Unveiling the Functionality of ChatGLM3–6B

In our last discussion, we introduced the deployment of ChatGLM3–6B. Although we have successfully deployed our large language model (LLM) and tested its new features, many questions arise about how these are implemented. Today, let’s delve into the specific functionalities of ChatGLM3–6B, including tool invocation and code interpretation.

Adding Custom Tools

The official documentation outlines the process for adding new tools to enhance the model’s capabilities:

New tools can be added by registering them in tool_registry.py. This can be done simply by using the @register_tool decorator. For tool declaration, the function name becomes the tool's name, and the function docstring serves as the tool's description. For tool parameters, use Annotated[typ: type, description: str, required: bool] to annotate the type, description, and whether they are mandatory.

Let’s try adding a web search tool using SerpApi. SerpApi is a web search API that facilitates various web searches, including Google, Baidu, Bing, etc. To use SerpApi, first, you need to register an account on their website and obtain an API Key from your account settings. This API Key is necessary for conducting web searches through SerpAPI. Next, install the SerpApi Python library: pip install google-search-results. Now, we can write the tool code.

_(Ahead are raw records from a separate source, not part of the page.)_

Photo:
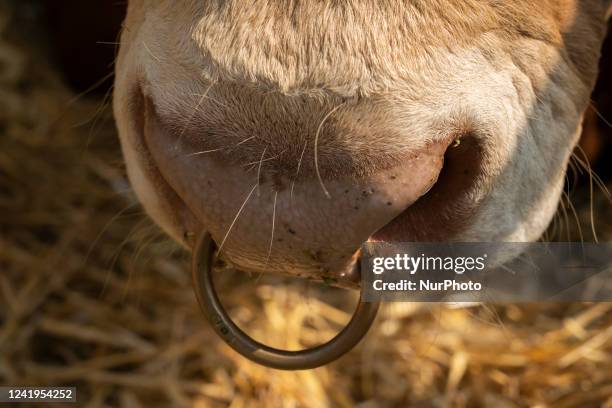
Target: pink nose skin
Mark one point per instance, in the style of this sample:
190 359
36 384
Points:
312 230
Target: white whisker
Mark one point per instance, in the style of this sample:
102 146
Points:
316 148
273 224
236 217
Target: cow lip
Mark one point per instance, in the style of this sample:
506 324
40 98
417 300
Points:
343 277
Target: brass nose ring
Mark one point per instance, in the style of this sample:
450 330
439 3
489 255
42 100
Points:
237 339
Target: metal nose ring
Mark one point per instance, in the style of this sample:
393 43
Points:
344 341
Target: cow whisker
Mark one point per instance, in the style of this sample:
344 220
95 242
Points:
273 225
236 217
316 145
297 171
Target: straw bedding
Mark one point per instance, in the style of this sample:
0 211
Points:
93 295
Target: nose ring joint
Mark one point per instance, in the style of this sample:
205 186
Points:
224 326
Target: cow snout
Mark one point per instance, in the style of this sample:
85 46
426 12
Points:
300 203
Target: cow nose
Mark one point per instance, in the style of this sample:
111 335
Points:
308 226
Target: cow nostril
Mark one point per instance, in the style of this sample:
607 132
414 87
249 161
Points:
442 211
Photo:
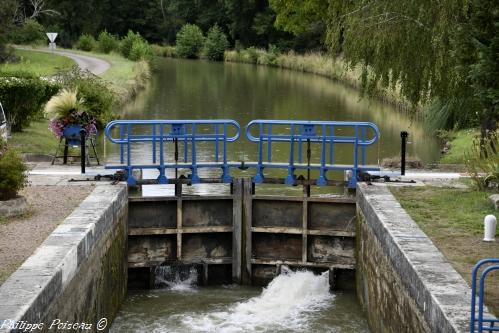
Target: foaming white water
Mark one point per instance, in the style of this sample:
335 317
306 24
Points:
288 303
174 279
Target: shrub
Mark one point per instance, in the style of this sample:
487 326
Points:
163 51
13 176
482 162
66 108
190 41
216 44
23 97
141 50
128 41
99 99
30 32
107 42
252 54
86 43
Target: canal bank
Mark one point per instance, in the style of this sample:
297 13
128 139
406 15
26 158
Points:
397 284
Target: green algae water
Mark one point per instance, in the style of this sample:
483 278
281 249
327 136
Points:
194 89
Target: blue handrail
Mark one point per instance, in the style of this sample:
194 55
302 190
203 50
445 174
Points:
323 132
482 324
158 132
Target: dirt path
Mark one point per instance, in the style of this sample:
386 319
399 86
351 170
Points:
20 236
94 65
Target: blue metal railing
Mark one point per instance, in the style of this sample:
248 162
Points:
482 324
186 132
326 133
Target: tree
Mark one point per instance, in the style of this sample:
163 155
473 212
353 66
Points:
8 11
483 40
216 44
190 41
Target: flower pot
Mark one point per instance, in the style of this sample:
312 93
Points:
72 134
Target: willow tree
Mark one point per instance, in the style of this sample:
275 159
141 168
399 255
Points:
438 53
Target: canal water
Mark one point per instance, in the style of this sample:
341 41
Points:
293 302
193 89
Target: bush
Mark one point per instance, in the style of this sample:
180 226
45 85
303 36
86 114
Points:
30 32
128 41
482 162
13 176
141 50
163 51
99 99
107 42
190 41
216 44
86 43
23 97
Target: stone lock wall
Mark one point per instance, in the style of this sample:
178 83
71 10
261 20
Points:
403 281
79 273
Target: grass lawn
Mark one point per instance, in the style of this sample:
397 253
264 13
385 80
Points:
36 139
38 63
461 143
121 71
453 219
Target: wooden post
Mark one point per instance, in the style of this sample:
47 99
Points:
304 230
247 223
237 229
179 228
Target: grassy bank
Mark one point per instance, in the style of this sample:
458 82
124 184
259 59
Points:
458 143
36 139
125 79
38 63
455 227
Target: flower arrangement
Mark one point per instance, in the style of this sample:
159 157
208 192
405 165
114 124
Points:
65 109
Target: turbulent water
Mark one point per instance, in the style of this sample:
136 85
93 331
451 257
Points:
293 302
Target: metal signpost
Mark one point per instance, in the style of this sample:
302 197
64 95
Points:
52 36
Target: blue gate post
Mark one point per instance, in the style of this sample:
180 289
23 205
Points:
259 168
226 178
290 179
477 325
322 180
162 176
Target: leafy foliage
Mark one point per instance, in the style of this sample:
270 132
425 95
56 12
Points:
12 172
107 42
141 50
190 41
216 44
31 32
23 96
128 41
98 97
86 43
482 162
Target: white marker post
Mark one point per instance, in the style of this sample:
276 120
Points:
490 223
52 36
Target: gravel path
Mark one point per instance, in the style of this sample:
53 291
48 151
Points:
94 65
49 206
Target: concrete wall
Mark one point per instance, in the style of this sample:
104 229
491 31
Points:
403 282
79 273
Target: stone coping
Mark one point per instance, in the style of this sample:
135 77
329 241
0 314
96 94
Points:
438 289
30 290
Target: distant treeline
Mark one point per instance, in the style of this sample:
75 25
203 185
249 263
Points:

We add a web_search tool in tool_registry.py:

@register_tool
def web_search(
    query: Annotated[str, 'The query text to be queried', True],
) -> str:
    """
    Search the result for input `query` from web
    """
    from serpapi import GoogleSearch

    search = GoogleSearch({
        "q": query,
        "gl": "cn",
        "location": "China",
        "output": "json",
        "api_key": "your serpapi api key"
      })
    try:
        query_result = search.get_dict()
        result = process_response(query_result)
        return result
    except:
        import traceback
        ret = "Error encountered while searching!\n" + traceback.format_exc()

In the code, we use the @register_tool tag to register our tool. The tool method parameters are annotated with Annotated. Then, we call the SerpApi method for web searching. The process_response method is used for parsing the search results, extracting, and returning the first search result content. For specific implementation, refer to LangChain's source code.

After adding the code, restart the WebUI service to test the new tool and observe its performance:

Using API Interface for Tool Invocation

Next, let’s explore how tools are invoked through the API interface. In the API request parameter messages, in addition to role and content, we now have metadata and tools. metadata is the specific tool name, and tools is a list of all available tools. Essentially, ChatGLM3 draws inspiration from ChatGPT's Function Calling feature. The metadata and tools parameters correspond to Function Calling's function_call and functions, respectively.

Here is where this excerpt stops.